ImageNet was also considered but a zip file containing only image URLs already is as big as 334MB, wouldn't be practical enough for a Python Notebook. Apart from that, their website was offline on the last week, so downloading it wasn't even an option.

Some lessons could be learned during this project, but the hardest one wasn't regarding machine learning, but its ecosystem.

Training image dataset on the CPU is impractical. It's not fast enough to tweak parameters without making assumptions about the learning curve. Assumptions that may not be correct. Trying to move on to GPU, too many obstacles were found and it took me about a week to overcome them.

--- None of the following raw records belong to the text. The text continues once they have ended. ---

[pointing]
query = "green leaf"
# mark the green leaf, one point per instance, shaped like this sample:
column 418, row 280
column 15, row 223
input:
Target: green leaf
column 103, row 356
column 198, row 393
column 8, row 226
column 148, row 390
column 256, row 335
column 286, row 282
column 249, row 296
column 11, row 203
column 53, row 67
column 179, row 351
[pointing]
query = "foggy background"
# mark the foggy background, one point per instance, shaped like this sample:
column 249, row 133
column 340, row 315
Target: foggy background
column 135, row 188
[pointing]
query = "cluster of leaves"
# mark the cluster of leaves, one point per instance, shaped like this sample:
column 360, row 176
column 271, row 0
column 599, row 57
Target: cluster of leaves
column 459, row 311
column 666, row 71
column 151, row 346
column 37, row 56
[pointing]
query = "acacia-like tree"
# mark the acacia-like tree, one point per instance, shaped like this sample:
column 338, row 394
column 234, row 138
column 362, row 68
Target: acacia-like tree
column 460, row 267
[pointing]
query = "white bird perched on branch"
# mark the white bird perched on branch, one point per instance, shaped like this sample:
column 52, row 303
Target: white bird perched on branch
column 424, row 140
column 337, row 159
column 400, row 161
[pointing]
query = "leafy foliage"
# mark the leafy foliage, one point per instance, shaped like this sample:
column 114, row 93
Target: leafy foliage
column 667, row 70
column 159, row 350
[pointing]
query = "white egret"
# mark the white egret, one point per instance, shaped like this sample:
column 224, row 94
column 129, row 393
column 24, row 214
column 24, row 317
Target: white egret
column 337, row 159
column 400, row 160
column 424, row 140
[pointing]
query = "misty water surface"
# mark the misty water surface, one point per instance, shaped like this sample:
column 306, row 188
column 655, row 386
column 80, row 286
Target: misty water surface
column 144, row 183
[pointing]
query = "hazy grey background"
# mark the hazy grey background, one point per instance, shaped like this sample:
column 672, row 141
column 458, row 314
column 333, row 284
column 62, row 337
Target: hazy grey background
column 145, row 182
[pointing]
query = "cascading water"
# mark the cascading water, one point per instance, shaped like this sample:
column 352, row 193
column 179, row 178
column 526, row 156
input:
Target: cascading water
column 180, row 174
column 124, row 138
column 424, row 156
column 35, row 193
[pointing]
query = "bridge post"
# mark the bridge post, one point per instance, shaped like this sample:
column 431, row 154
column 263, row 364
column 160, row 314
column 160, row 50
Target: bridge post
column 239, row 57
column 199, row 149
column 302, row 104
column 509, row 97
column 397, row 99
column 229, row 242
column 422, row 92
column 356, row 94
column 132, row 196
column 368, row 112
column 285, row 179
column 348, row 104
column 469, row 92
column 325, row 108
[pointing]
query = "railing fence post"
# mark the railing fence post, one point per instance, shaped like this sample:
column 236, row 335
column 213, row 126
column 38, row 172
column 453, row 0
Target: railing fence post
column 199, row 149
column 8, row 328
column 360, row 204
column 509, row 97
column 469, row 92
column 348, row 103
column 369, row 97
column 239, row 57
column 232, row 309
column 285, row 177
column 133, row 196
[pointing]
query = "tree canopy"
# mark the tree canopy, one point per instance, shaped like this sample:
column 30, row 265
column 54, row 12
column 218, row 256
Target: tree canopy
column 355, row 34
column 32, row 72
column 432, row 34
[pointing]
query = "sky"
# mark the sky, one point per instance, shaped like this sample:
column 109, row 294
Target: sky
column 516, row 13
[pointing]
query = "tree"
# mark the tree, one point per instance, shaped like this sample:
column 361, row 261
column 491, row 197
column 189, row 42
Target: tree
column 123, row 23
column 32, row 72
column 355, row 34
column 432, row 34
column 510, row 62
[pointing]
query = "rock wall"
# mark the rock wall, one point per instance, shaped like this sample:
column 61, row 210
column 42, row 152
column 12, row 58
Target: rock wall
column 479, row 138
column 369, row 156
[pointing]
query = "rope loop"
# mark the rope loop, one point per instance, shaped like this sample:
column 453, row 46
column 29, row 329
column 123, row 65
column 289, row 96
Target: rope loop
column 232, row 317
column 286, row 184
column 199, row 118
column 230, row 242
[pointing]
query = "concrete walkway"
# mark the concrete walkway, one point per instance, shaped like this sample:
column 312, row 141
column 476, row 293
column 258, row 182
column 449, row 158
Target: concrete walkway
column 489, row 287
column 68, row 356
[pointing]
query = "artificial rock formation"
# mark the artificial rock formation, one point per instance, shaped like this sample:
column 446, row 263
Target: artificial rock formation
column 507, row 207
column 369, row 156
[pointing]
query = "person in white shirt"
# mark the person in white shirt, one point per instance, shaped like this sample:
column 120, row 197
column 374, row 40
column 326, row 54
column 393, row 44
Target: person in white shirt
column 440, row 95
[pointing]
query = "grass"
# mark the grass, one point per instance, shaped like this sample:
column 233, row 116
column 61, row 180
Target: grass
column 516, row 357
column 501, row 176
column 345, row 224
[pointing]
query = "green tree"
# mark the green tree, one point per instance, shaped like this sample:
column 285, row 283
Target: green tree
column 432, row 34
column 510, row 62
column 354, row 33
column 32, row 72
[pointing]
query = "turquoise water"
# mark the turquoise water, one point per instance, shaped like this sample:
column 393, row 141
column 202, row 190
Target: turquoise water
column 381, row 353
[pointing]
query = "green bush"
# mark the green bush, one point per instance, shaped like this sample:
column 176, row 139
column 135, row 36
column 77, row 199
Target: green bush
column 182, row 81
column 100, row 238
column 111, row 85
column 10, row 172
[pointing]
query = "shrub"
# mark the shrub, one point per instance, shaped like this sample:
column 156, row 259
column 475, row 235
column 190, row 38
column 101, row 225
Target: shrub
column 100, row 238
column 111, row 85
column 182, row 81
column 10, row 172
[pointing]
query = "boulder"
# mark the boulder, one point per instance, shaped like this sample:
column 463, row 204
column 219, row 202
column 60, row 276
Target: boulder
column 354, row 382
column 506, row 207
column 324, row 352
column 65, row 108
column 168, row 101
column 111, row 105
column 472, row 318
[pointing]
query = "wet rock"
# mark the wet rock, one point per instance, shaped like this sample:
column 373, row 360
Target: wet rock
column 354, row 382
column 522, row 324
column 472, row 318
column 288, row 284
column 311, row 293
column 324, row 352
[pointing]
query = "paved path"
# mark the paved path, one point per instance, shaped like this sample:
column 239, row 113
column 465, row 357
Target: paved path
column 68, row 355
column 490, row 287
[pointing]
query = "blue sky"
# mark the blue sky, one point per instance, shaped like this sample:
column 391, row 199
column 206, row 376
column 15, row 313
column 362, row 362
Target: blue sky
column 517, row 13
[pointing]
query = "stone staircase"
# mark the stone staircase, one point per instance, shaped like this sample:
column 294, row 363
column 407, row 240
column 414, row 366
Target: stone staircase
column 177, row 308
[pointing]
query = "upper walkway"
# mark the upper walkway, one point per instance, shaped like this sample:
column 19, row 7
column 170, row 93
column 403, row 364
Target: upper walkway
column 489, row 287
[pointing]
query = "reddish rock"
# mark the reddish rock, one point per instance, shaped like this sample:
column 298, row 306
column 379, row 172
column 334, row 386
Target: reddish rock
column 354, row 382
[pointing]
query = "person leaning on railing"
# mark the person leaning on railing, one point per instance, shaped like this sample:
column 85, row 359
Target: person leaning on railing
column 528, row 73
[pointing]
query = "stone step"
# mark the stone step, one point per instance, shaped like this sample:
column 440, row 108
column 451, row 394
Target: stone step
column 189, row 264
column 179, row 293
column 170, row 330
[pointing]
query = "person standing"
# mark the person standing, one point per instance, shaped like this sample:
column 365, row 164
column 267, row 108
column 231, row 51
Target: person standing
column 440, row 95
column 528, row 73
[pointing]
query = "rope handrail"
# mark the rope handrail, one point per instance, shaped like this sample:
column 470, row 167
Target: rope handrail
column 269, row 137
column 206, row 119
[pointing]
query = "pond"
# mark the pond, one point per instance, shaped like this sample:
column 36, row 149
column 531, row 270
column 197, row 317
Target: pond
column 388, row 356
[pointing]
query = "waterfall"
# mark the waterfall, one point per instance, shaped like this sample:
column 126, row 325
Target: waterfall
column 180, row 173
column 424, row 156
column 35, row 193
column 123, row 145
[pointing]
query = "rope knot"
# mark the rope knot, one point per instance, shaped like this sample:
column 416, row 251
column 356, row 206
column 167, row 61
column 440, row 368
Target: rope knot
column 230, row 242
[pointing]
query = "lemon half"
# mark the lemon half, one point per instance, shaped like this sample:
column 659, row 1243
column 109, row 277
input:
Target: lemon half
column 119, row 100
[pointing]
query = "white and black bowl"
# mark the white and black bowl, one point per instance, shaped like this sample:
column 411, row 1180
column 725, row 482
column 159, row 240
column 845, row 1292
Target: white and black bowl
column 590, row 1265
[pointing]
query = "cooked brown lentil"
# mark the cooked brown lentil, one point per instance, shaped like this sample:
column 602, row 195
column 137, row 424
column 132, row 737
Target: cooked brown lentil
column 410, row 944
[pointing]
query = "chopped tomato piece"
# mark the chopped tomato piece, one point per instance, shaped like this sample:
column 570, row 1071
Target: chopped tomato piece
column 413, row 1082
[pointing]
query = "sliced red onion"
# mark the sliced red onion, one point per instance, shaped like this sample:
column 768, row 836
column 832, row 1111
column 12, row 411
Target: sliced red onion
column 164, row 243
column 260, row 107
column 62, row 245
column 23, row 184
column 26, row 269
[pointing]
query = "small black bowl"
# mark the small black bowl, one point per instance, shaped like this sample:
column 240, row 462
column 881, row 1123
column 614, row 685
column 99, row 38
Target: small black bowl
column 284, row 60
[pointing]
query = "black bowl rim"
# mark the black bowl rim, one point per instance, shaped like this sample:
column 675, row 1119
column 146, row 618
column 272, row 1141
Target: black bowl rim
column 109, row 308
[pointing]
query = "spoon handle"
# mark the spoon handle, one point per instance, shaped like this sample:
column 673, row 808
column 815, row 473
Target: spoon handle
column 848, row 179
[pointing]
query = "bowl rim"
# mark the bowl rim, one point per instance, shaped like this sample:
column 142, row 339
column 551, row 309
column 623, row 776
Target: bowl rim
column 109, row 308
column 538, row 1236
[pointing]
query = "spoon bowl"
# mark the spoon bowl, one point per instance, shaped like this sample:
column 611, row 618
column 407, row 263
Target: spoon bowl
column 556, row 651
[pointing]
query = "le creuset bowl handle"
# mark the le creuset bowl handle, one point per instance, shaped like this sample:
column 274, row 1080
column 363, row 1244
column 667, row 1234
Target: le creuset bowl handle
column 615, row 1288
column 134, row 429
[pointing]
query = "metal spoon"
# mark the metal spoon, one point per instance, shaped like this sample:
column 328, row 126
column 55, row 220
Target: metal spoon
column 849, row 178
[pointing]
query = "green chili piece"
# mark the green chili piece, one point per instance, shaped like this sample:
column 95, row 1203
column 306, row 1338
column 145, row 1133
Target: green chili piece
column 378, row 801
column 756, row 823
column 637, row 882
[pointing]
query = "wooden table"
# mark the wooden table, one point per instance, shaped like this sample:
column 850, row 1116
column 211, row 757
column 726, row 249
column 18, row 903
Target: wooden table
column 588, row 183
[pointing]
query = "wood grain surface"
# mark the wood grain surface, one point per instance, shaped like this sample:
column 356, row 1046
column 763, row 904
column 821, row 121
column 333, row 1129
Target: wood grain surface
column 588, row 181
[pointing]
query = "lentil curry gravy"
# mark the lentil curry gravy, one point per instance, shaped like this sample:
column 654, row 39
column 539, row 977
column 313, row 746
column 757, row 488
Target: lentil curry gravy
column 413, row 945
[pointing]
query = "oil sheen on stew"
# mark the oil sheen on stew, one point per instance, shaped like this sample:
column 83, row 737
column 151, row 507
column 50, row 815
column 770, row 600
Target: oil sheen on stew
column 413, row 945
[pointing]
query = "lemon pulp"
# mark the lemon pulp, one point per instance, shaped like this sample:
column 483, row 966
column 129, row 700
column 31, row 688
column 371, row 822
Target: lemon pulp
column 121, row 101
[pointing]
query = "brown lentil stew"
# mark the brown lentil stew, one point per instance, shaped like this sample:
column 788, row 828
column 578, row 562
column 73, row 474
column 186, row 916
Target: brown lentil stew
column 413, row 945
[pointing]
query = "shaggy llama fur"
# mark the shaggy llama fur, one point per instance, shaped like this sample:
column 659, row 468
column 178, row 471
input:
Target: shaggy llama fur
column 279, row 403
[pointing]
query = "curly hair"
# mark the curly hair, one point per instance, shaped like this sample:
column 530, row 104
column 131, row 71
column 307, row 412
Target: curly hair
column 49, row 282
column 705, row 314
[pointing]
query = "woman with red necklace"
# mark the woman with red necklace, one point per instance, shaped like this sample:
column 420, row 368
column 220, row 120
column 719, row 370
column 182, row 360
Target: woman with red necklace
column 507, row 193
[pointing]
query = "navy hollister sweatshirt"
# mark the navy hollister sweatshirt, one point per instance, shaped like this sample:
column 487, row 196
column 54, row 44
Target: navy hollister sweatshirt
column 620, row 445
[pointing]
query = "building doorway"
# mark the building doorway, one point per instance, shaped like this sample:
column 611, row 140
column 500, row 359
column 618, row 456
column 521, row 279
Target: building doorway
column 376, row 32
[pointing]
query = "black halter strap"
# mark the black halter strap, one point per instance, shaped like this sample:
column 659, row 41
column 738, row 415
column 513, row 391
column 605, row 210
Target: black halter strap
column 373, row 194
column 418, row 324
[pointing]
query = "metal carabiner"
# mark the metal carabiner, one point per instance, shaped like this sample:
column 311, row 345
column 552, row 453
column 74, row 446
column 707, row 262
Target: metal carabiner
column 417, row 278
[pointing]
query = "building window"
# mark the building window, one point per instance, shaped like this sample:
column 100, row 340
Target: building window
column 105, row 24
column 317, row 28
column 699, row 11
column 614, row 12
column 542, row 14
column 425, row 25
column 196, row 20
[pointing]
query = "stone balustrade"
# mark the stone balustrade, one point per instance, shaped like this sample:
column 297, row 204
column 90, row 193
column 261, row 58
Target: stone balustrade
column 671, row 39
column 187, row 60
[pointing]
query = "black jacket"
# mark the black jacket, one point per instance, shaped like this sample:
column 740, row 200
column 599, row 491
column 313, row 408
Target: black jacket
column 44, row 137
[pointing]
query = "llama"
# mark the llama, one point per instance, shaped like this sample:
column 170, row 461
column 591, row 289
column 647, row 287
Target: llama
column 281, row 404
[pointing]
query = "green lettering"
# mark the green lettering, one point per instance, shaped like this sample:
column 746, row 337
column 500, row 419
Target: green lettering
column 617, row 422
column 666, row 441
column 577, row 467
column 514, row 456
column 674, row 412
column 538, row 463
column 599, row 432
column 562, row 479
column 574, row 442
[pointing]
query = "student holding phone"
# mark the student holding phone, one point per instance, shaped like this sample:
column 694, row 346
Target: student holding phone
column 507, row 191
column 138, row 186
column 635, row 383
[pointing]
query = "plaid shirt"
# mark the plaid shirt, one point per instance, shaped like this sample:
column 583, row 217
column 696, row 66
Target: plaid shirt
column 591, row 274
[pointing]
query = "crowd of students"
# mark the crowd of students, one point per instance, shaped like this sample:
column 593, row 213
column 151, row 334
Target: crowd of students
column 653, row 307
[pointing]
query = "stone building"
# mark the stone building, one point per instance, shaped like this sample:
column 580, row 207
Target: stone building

The graphics card manufacturer and model define if you can or not run things on the GPU, since TensorFlow requires CUDA. And the main supported operating system, Linux, is known for having compatibility issues with proprietary graphics drivers. This is where I entered an infernal loophole. Latest versions of Ubuntu were not supported by NVidia yet, but GTX-1060 requires updated drivers and CUDA 8.0 but TensorFlow is built against CUDA 7.5. The final solution was to downgrade the operating system and compile TensorFlow from source, but that still left me with inconsistencies between pickle on macOS and Linux.

Improvement

Fliboard posted on their blog a similar experiment where they use Convnets instead of auto-encoders to do this kind image processing.
Despite using images of way better quality and a dataset that's 200 times bigger than Caltech-256 -- with a total of 3 million images --, they introduced 2 convolution layers on the entry point of their DNN.
This technique improves edge and feature detection and is something I definitely want to try as soon as I have some spare time.

Another strategy to optimize results could be to export overlapping patches and recompose them using a gaussian/normal distribution, this would avoid some noticeable seams on the current predictions.